Greg Low: And I suppose another concept in there then is the basic disc layout that’s occurring with a cluster? I suppose I am leading to Corium drive.
Geoff Hiten: Exactly, the first thing you have to do is build the cluster itself before you ever install SQL. The cluster consists of the Corium drive the cluster name and the cluster IP address. These names and addresses are in addition to the basic IP addresses that the host nodes have and the basic computer names that the hosts have. I like to use host names when I am building test things like east and west. It tells you, I have got two different machines. I can use the virtual machine of north or south, so the Corium, the cluster itself can be, I like to use ocean names in my test clusters. I will name a test cluster Atlantic or, Pacific, or Indian, or something like that. It is just a naming convention I have gotten used to over the years. As I am building the Pacific cluster I’ll have it living on nodes, it will live on one of these nodes at a time. The machines that the clusters consist of are going to be east and west and the cluster as I said has the name, the IP address and the Corium drive. The Corium drive has a unique role in the cluster. It’s the tie breaker, one of the problems that a cluster can have is called split brain. If I cut off all communication between the nodes of a cluster, how does each node know which one should be running? The answer is whoever owns the Corium drive owns the cluster. For classic literature fans it’s the conch from Lord of the Flies. The Corium prevents split brain. Whoever owns it arbitrates all decisions and breaks all ties.
Greg Low: I’m sure that will sit with many of the listeners. That was good. Another one while we’re a little bit on the discish end of things. Your thoughts on SAN replication technologies?
Geoff Hiten: Well those are actually pretty powerful, especially now that Microsoft has actually put some pieces in to the SQL product to kind of help with that. They had to leverage the volume shadow service piece to allow you to do things like SAN snapshots. The SAN replications is used mostly to enable geographic clusters. Remember when we were talking earlier about the difficulty of having these clusters talking across these lines?

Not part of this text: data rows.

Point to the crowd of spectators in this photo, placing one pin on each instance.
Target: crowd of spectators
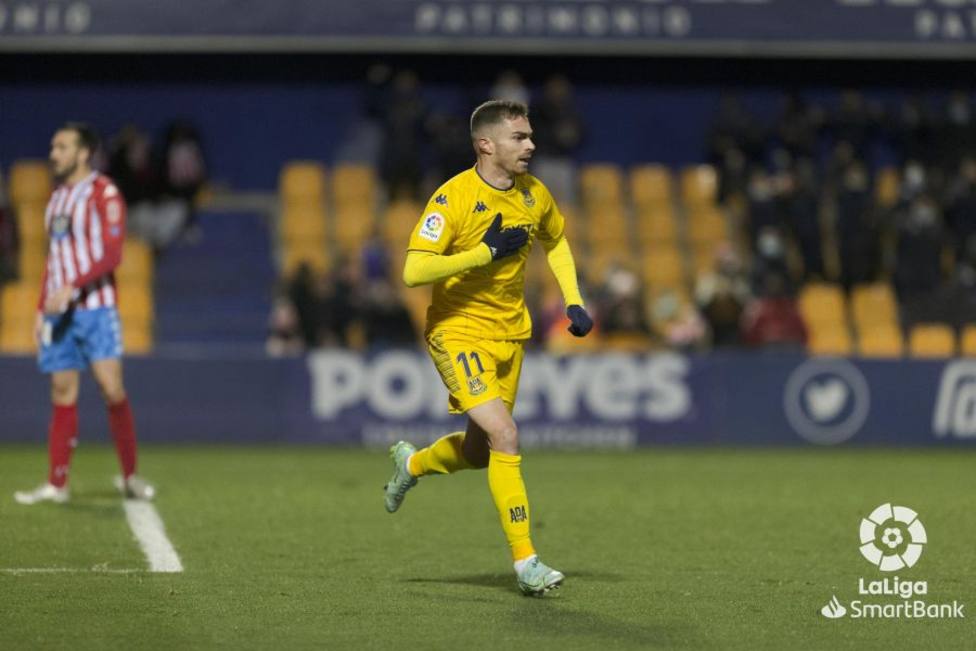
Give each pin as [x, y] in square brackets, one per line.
[802, 190]
[811, 204]
[159, 181]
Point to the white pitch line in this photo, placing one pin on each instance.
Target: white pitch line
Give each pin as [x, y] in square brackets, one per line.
[65, 570]
[149, 531]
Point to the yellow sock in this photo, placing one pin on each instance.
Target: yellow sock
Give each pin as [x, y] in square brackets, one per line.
[508, 491]
[443, 456]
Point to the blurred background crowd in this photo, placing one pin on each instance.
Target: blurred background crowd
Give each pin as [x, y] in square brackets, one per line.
[854, 200]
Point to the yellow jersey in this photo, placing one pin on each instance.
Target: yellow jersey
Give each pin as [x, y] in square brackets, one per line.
[485, 302]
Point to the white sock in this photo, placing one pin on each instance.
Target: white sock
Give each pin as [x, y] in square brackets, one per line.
[525, 561]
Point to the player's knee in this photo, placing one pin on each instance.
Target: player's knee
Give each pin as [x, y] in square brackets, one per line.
[112, 392]
[476, 456]
[64, 393]
[505, 439]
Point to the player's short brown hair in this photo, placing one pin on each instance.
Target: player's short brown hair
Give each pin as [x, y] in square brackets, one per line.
[87, 137]
[494, 111]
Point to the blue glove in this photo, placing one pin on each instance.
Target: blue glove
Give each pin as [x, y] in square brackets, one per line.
[504, 242]
[582, 323]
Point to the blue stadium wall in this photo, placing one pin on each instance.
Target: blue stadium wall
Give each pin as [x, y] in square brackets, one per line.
[255, 113]
[607, 400]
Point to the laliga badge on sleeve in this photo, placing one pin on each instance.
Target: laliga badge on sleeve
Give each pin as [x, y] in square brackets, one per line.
[432, 227]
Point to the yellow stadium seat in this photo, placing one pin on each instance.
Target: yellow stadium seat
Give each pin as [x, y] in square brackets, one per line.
[399, 221]
[650, 185]
[663, 267]
[17, 336]
[572, 223]
[353, 227]
[30, 182]
[137, 261]
[932, 340]
[873, 304]
[881, 341]
[297, 253]
[628, 342]
[354, 185]
[707, 224]
[822, 303]
[302, 182]
[303, 222]
[657, 224]
[30, 223]
[137, 338]
[826, 340]
[601, 183]
[19, 300]
[887, 188]
[968, 340]
[699, 186]
[136, 304]
[610, 231]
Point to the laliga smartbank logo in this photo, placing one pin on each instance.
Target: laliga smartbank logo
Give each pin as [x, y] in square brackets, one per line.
[892, 539]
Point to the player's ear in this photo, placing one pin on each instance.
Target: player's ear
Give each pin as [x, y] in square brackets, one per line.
[484, 145]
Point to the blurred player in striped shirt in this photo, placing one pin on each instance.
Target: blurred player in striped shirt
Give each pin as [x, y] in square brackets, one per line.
[77, 323]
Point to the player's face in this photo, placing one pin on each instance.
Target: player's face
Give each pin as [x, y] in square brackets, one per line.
[66, 155]
[513, 145]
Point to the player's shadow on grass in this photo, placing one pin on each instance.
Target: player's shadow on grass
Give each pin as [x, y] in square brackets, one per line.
[506, 581]
[552, 616]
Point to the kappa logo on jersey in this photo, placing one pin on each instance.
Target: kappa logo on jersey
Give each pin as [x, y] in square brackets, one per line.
[476, 387]
[59, 225]
[518, 514]
[433, 227]
[114, 212]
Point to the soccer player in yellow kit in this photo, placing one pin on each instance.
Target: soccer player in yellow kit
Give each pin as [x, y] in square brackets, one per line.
[472, 243]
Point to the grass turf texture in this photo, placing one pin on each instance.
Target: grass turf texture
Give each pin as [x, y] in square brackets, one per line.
[291, 548]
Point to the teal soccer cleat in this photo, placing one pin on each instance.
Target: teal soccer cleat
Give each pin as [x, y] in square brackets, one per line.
[402, 481]
[536, 578]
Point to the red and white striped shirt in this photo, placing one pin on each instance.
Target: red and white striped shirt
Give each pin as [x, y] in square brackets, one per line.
[85, 224]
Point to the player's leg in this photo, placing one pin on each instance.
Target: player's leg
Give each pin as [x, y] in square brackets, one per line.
[108, 375]
[505, 473]
[469, 375]
[59, 357]
[102, 345]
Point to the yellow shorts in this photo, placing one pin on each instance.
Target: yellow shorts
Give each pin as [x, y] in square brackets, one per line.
[476, 370]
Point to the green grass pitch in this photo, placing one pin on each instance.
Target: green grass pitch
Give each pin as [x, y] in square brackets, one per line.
[290, 548]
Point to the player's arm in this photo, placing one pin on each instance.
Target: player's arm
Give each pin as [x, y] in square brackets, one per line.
[563, 266]
[559, 255]
[424, 267]
[111, 213]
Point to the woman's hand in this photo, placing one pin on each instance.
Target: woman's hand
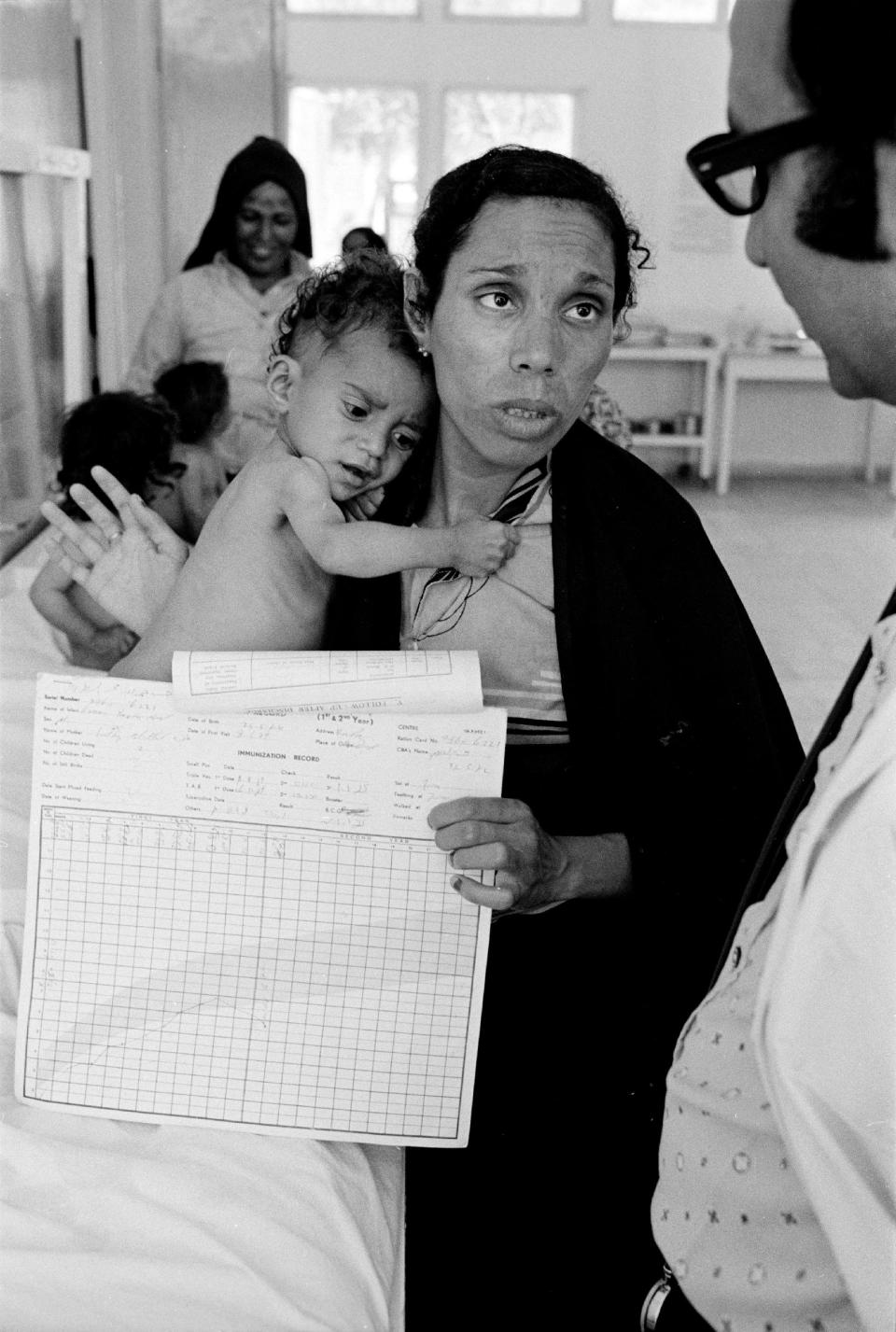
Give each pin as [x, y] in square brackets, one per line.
[130, 562]
[533, 869]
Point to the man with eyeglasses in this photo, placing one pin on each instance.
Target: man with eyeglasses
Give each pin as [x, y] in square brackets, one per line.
[777, 1201]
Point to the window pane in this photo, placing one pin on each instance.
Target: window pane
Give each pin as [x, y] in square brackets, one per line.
[665, 11]
[515, 8]
[373, 7]
[478, 120]
[358, 150]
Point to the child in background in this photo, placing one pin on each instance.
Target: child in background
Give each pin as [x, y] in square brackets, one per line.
[199, 395]
[356, 400]
[361, 237]
[132, 437]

One of the keys is you need a storage system that looks local to every node. The only way you do that is to have some type of a SAN replication in that and that needs to be real time. So you end up with some fairly severe geographic limitations. Something on the order of less than 100 kilometers. Not by a whole lot. It’s a batch upper limit. How far you can have a couple machines apart in real time synchronous mode. If you try to go much further then that you have to do some type of asynchronous and that means that there is going to be some down time or potential data loss if there is a catastrophic failure of the primary system.
Greg Low: And how is SQL Server aware or do they need to be?
Geoff Hiten: Not really, I mean there are some hooks in there from the manufacturers; the biggest thing that they need to be aware of is to keep multiple Logically Unit Number’s (LUN) in sync. To kind of go back and explain one of these. When you build up a SAN, if you take a lot of discs and you build a RAID set or what the manufacturer calls it. You take slices of these arrays and they are called LUNs. The LUNs are then zoned or presume into various hosts that are usually connected through, usually a fiber channel, fabric switch network. The LUNs look like physical disc drives to the host computers. It is very simple. The key reduces those, because we like in SQL to keep physical separate discs for our data versus our log versus temporary database. If I am going to fail that over from one storage system to another, I need to make sure that I am keeping them all in sync. One of the things that SQL assumes is that when I write to a disc, and it says it is done, it is going to keep it that way. When I write something into LUN A or LUN L which is going to be log and LUN N which is going to be my data, I can’t afford them to get out of another box. That is the one key piece you have to have. If you can do that, keep them in sync with each other, then the box really supports everything that SQL needs. That is the only thing it really has to be aware of.
Greg Low: Yeah, that’s great. Well listen that’s probably a good point, we’ll take a break and we will continue on after the break.
As I do with everyone I will also ask you. Is there a life outside of SQL Server?
Greg Hiten: Sometimes I wonder. The answer is yes there is. I’ve got a family and I have been married for about 15-1/2 years. A large number of my friends have lost money on that. They were betting on two or three months before she killed me. I have three daughters and even the dog, the cat and the guinea pig are female so it’s a very interesting house to live in.
Greg Low: I have three daughters as well.
Greg Hiten: One of my hobbies is tropical fish. It is a wonderful hobby to teach patience and careful management. It is a great hobby for a database analyst. You need to remember one thing. No matter what you do, your primary goal is to keep the fish alive. The more you change things, the more likely you are to kill them. You have to think properly and plan before you do anything drastic.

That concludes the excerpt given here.